# Creative Commons DSD Data Exploration/Engineering Scratchwork

Before doing anything, here are the packages needed:

In [1]:
import requests
import numpy as np
import pandas as pd
import os
import random
import time

## Exponential Backoff

This section will implement exponential backoff.
<br> Querying functions will include a call to `expo_backoff` for waiting.

In [2]:
CALLBACK_INDEX = 2
CALLBACK_EXPO = 0
MAX_WAIT = 64

In [3]:
def expo_backoff():
    """Performs exponential backoff upon call.
    
    The function will force a wait of CALLBACK_INDEX ** CALLBACK_EXPO + r seconds,
    where r is a decimal number between 0.001 and 0.999, inclusive.
    If that value is higher than MAX_WAIT, then it will just wait MAX_WAIT seconds
    instead.
    """
    global CALLBACK_EXPO
    backoff = random.randint(1, 1000) / 1000 + CALLBACK_INDEX ** CALLBACK_EXPO
    time.sleep(min(backoff, MAX_WAIT))
    if backoff < MAX_WAIT:
        CALLBACK_EXPO += 1

def expo_backoff_reset():
    """Resets the CALLBACK_EXPO to 0.
    """
    global CALLBACK_EXPO
    CALLBACK_EXPO = 0

## Google Custom Search

Credentials are listed below, as well as the file we write data onto:

In [19]:
API_KEY = "CENSORED"
PSE_KEY = "CENSORED"
DATA_WRITE_FILE = os.getcwd() + "/GoogleCustomSearch/data_20220925.txt"

### Sampling Method

The objective is to attain the approximate total number of pages that are CC attributed in the following scopes:
1. Without assumption of originating country and document language.
2. With assumption to type of license.
3. With assumption of originating country.
4. With assumption of originating language.

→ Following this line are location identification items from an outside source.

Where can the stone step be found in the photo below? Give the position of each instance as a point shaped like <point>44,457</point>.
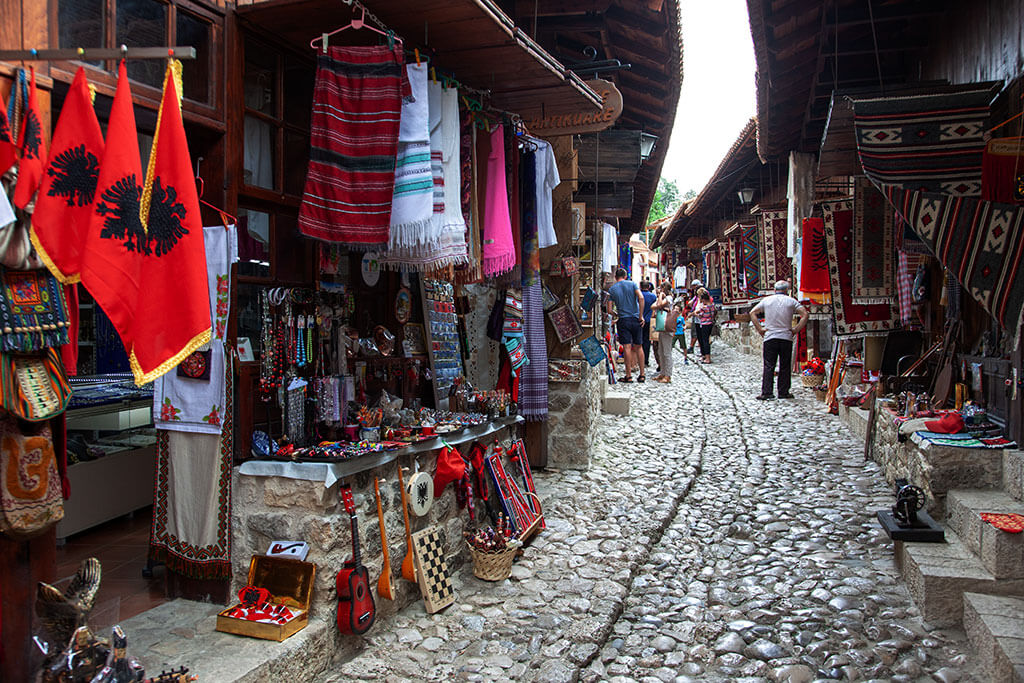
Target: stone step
<point>995,628</point>
<point>616,402</point>
<point>1013,473</point>
<point>1001,553</point>
<point>937,574</point>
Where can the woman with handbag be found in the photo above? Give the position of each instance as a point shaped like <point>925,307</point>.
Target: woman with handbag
<point>666,313</point>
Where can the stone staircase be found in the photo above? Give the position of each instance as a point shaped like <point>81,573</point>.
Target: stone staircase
<point>977,578</point>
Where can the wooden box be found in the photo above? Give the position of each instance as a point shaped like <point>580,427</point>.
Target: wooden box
<point>290,583</point>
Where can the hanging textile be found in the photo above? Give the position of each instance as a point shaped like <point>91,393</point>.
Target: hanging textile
<point>65,205</point>
<point>925,154</point>
<point>32,143</point>
<point>547,180</point>
<point>773,247</point>
<point>534,386</point>
<point>192,507</point>
<point>814,258</point>
<point>353,142</point>
<point>872,245</point>
<point>412,204</point>
<point>499,246</point>
<point>182,400</point>
<point>851,319</point>
<point>1003,171</point>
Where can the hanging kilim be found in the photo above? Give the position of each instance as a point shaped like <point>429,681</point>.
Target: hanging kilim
<point>752,261</point>
<point>773,249</point>
<point>851,319</point>
<point>872,245</point>
<point>925,153</point>
<point>33,310</point>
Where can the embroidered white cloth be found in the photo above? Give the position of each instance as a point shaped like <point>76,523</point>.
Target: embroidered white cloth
<point>183,403</point>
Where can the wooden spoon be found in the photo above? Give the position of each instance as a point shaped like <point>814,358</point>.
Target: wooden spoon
<point>408,568</point>
<point>384,587</point>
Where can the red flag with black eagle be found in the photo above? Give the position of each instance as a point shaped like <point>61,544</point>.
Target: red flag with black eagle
<point>8,150</point>
<point>172,312</point>
<point>30,141</point>
<point>112,255</point>
<point>64,207</point>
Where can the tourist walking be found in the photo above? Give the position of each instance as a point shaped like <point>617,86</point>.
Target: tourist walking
<point>778,332</point>
<point>705,321</point>
<point>629,307</point>
<point>668,313</point>
<point>647,290</point>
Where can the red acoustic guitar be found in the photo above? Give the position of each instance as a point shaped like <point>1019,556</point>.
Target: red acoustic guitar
<point>355,602</point>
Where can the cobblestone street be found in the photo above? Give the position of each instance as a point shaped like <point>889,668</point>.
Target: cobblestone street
<point>715,538</point>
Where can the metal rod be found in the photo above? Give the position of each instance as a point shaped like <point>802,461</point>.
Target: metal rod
<point>92,54</point>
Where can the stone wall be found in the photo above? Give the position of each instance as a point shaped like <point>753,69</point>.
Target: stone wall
<point>266,509</point>
<point>572,413</point>
<point>936,469</point>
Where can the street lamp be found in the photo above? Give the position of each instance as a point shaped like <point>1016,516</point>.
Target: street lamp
<point>646,144</point>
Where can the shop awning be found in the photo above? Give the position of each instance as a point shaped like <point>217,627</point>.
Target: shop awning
<point>472,39</point>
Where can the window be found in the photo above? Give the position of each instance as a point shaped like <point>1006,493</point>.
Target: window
<point>144,24</point>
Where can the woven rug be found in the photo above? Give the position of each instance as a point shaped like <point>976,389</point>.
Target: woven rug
<point>192,507</point>
<point>751,279</point>
<point>872,245</point>
<point>353,141</point>
<point>851,319</point>
<point>925,154</point>
<point>773,249</point>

We will define a CC-attributed page as a page that contains a link towards the license type's description from `creativecommons.org`, because that was the purposed method of attributing a work to CC Licenses.
<br> We approximate the total number of CC attributed pages via the number of results from a query. However, since many pages are not listed on the Google Search Engine, we will take some complementary data later to get a better count of total CC-attributed works.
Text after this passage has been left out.